The Constitutional Court concluded that the use of a normal e-mail service involves the direct and immediate use of a technical means by means of which the transmission of a data (electronic) message from the sender to the recipient is carried out. In this form of electronic communication, a specific e-mail application (service) cannot be considered as the authority which is obliged to deliver the submission within the meaning of Article 121(5) of the C.C.P. In this respect, the decisive moment is the moment when the e-mail message was delivered to the competent court and not the moment when the e-mail message was sent.

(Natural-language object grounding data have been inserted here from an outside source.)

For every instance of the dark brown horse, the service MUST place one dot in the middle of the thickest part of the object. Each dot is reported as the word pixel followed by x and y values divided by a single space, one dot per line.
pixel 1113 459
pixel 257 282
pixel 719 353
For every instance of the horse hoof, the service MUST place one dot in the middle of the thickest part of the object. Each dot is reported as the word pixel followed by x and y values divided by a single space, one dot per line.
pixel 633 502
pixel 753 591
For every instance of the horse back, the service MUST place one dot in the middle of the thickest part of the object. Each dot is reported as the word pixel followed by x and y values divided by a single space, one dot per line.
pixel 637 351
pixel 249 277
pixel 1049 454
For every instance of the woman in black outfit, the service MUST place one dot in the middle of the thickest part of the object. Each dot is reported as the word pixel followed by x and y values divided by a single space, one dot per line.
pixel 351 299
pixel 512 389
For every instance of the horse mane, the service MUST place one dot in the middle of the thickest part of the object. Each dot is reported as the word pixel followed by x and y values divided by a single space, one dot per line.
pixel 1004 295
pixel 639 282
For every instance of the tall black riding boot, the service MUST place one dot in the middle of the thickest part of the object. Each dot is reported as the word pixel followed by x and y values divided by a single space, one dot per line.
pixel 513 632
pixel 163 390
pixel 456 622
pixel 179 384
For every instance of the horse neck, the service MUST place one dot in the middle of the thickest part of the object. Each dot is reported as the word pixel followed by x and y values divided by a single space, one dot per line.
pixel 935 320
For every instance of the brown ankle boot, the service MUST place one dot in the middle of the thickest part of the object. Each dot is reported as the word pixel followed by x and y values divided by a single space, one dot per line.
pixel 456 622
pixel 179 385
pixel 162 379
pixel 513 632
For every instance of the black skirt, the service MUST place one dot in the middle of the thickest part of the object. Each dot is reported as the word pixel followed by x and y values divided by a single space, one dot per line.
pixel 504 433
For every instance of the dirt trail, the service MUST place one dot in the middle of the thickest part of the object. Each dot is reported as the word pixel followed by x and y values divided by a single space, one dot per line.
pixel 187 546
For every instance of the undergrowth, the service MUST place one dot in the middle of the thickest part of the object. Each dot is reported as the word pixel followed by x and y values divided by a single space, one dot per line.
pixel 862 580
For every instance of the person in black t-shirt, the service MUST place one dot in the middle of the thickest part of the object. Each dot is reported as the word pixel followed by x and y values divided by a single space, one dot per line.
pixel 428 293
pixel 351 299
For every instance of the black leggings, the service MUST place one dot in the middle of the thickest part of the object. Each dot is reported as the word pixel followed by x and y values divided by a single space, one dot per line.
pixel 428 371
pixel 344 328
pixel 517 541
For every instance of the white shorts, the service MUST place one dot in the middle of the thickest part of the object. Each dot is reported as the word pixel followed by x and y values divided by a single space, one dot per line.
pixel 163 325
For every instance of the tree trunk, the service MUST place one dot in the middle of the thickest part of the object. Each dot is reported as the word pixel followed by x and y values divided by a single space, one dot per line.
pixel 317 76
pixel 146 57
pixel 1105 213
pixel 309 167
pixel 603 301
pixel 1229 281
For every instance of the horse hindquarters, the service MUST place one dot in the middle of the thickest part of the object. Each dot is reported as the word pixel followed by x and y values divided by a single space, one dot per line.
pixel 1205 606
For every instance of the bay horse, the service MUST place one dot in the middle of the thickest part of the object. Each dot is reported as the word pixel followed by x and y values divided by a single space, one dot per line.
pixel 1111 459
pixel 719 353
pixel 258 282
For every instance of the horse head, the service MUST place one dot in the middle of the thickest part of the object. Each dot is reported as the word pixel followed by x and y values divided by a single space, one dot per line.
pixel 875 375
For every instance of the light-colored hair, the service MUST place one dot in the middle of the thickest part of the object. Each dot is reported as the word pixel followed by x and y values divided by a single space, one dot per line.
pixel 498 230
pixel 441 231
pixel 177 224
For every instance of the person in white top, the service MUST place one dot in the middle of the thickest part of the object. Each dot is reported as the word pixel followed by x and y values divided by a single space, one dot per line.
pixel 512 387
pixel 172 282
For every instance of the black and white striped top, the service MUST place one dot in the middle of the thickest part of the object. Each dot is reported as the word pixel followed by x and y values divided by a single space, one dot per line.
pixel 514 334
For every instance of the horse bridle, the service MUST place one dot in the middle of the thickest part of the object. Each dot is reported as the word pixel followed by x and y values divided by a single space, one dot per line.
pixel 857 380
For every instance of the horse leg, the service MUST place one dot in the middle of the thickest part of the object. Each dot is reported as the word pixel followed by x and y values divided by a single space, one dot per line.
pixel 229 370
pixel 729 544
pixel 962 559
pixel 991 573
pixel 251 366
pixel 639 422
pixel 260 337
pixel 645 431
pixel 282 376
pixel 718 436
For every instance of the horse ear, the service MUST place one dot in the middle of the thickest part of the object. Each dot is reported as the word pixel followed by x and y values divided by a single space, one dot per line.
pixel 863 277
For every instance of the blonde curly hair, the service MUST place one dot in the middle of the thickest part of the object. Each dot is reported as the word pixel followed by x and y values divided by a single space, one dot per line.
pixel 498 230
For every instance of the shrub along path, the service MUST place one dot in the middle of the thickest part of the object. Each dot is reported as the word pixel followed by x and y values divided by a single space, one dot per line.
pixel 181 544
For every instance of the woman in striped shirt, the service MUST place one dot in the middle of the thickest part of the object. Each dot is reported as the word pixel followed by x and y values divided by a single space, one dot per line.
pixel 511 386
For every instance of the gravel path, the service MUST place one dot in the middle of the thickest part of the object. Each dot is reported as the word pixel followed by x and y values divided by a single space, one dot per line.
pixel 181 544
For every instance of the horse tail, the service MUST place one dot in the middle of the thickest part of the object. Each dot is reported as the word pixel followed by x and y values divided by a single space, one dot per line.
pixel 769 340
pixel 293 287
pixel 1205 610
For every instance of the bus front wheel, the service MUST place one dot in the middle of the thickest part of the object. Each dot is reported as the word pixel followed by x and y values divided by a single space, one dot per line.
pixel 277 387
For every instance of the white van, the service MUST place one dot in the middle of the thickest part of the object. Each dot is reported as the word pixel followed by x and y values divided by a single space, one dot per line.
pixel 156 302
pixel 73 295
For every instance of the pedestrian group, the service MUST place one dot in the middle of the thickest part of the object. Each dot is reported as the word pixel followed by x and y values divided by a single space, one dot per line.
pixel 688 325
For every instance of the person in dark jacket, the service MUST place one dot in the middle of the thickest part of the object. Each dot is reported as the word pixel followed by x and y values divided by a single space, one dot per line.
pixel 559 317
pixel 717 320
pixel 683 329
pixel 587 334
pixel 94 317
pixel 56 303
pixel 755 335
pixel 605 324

The Constitutional Court also refers to the case law of the Constitutional Court of the Czech Republic, which is based on the legal conclusion that electronic communication by e-mail (or even by telefax) is not a communication through an authority that is obliged to deliver a submission, therefore the decisive moment is the moment of delivery of the submission to the court (cf. e.g. I. ÚS 250/05, III. ÚS 2361/08 and IV. ÚS2492/08). This is also due to the nature of e-mail communication, since the court can only ascertain that a person has lodged a particular submission when that submission is delivered to it, given that the sending party consists solely of the person, the hardware device chosen by him and the e-mail application chosen by him. In addition to the above, it must also be borne in mind that proving the moment of sending an e-mail by ordinary means, e.g. by means of a so-called screenshot, i.e. a photograph of the screen (which was also chosen by the complainant), or by more advanced means, e.g. by means of an export of data from a server log in the format of a text file, is relatively easy for a skilled person to alter. Unquestionable proof of the moment of sending an email would inherently require, in disputed cases, almost expert-level proof by a certified entity based on direct access to the email sender's system. These practical considerations also support the legal conclusion that , in the case of electronic communications in the form of ordinary e-mail, it is the moment of delivery of the e-mail message that is decisive, not the moment of sending.
Conclusion
In conclusion, it can be summarized that in the case of an authorized electronic filing with the court via the e-Claim portal, the decisive moment is the moment of sending the (authorized) filing, while in the case of a filing in the form of a regular (unauthorized) e-mail, the decisive moment is the moment of delivery of the e-mail message to the addressee, and not the moment of sending the e-mail[1].
Resources:
Resolution of the Supreme Court of the Slovak Republic, Case No. 3 Cdo 105/2019
Resolution of the Constitutional Court of the Slovak Republic, Case No. IV. ÚS 115/2020
[1] With regard to submissions by ordinary (unauthorised) e-mail, we add that the obligation to deliver the document additionally in paper or authorised electronic form within ten days is not affected by the above conclusions.